It is particularly interesting that this anti‐proliferative signaling can be shut down via soluble TGF‐β, which was secreted in large quantities by all four breast and prostate cancer cell lines. As mentioned above, osteocytes may encourage an apparently dormant state for metastatic cells via TNF‐α, a theory supported by trends of higher recurrence‐free survival in patients with higher TNF‐α receptor expression in the TCGA.^[ ²⁷ ^] In our working model of this mechanism the invading metastatic cancer cells produce TGF‐β, initially in small quantities, which begins to shut down this anti‐cancer mechanism upon contact with osteocyte TGF‐β receptors. This would be exacerbated via cancer cells upregulating osteoclast activity through other established pathways,^[ ³⁵ , ³⁶ ^] releasing TGF‐β sequestered in the surrounding bone matrix and further flooding the microenvironment with TGF‐β.^[ ³⁷ ^] Therefore, we speculate that a tipping point could be reached, with sufficient TGF‐β present to shut down the anti‐cancer TNF‐α mechanism locally, resulting in cancer cell proliferation, tumor growth and secretion of yet more TGF‐β, setting off a proliferative positive feedback loop. Elucidating this molecular mechanism presents the opportunity of inhibiting this feedback loop through disruption of the TGF‐β pathway. Indeed, it is well‐established that TGF‐β is crucial for development of bone metastases in vivo^[ ³⁸ ^] and small molecule TGF‐β inhibitors as adjuvant therapy have been shown to reduce EMT in a mouse model metastatic breast cancer^[ ³⁹ ^] with the prospect that further inhibition could shut down this mechanism. Alternatively, interventions to increase TNF‐α secretion by osteocytes or other cells in the bone environment could cause a similar therapeutic effect.

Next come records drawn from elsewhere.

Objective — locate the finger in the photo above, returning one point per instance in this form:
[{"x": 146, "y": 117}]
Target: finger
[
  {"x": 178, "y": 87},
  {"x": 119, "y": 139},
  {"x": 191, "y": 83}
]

Osteocytes regulate bone homeostasis in response to mechanical loading via a range of mechanosensing mechanisms,^[ ⁴⁰ , ⁴¹ , ⁴² ^] including integrin attachments,^[ ⁴³ , ⁴⁴ , ⁴⁵ ^] their glycocalyx,^[ ⁴⁶ , ⁴⁷ ^] and the primary cilium.^[ ⁴⁸ , ⁴⁹ ^] Thus, changes in osteocyte behavior induced by TGF‐β from cancer cells may disturb bone biology, with disruptions to osteocyte regulation of bone remodeling linked to age‐related degeneration^[ ⁵⁰ ^] osteoporosis,^[ ⁵¹ , ⁵² , ⁵³ ^] osteoarthritis^[ ⁵⁴ ^] and osteogenesis imperfecta.^[ ⁵⁵ ^] In particular, it is well‐established that primary cilia are key to normal osteocyte function, mechanoresponsiveness and regulation of other bone cell types,^[ ⁵⁶ ^] and thus the cancer cell‐induced changes in osteocyte cilia we observed will likely also affect bone biology, such as the disruption of mechanosensitivity observed here. We have demonstrated here, for the first time, an additional role for osteocyte primary cilia and the associated IFT88 pathway, in controlling TNF‐α secretion and altering metastatic cancer cell behavior. Decreased expression and length of osteocyte cilia correlated with restoration of cancer cell proliferation. This presents the intriguing prospect that metastatic bone disease could in fact be treated as an osteocyte ciliopathy, with the potential to inhibit development and growth of metastatic lesions, and associated deterioration of bone tissue, via drugs that increase osteocyte primary cilia expression, such as fenoldopam.^[ ⁵⁷ , ⁵⁸ , ⁵⁹ ^] Further research is required to solidify this link, as the effect resulting from TGF‐β may be associative rather than causative, but these findings present a promising new therapeutic target for metastatic bone disease.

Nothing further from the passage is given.